Phil had just come back east from a couple of months in a detox facility in California, and he was looking fit and sounding great, and drinking rum out of a pint bottle. There was a tent to the left of the stage, and he sat in a folding chair with his guitar, and two or three of us sat around him, and he sang for us while the speeches were going on, or maybe while we were waiting for the speeches to begin. I don’t remember what he sang, except one song he said was the first he ever wrote, which was impressive as a first effort, and not political, and which I’ve never heard since.
After a while we moved out front—maybe when Pete Seeger sang—and then my father came on to talk. It was one of his best performances—other speakers had been droning on as usual, saying fine things but at too great length, but he understood that the crowd was mostly there for the music, so he kept it short and passionate.
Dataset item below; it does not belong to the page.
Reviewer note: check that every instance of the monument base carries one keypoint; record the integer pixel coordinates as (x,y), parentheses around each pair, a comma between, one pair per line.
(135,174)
A young man standing near us was caught up in his words, and said what a great man my father was—not knowing who I was—and Phil winked at me and said, “Aw, I don’t think he’s so great,” and the young guy was horrified.
The only sour note was when my father said, “My son tells me that the man who wrote ‘I Ain’t Marching Anymore’ is here, and I want to say that’s all wrong. We can’t get discouraged; we have to keep marching, wherever and whenever we can.” Or words to that effect; the only thing I remember clearly was my embarrassment.
Phil went up and did two or three songs, including “I Ain’t Marching,” and I was standing with my father, and he turned to me and said, “I had that all wrong, didn’t I?” Which he had, but they both were great that night.
Within a year Phil was dead, and I gather that was one of his last really good nights. And a year after that I was in New York, studying with Dave Van Ronk, who told me lots of Phil Ochs stories — one had Phil wandering home down Bleecker at some crazy hour of the morning, and the owner of one of the local bars corralled him to help move the body of a drunk who had died, so it wouldn’t be found in the bar and cause trouble. In Dave’s version, Phil got Dylan to help carry the body, but I’m guessing that was just added to make it funnier. Dave loved Phil, and loved to argue with him about politics, and considered him brilliant and dedicated and naive in a uniquely American way — Dave said Phil always believed that if he could have a private talk with John Wayne, he could win Wayne over for the revolution.
For a while I wanted to write Phil’s biography, but I was too young to be writing books, and by the time I was old enough someone else had written one. My idea had been to make his life an allegory of the 1960s: young and optimistic, passionately activist, then disillusioned, then dead. Which, in hindsight, was pretentious horseshit… but he was a good writer, and a nice guy the one time I met him, and he had strong beliefs and cared about them, and I wish he’d stuck around.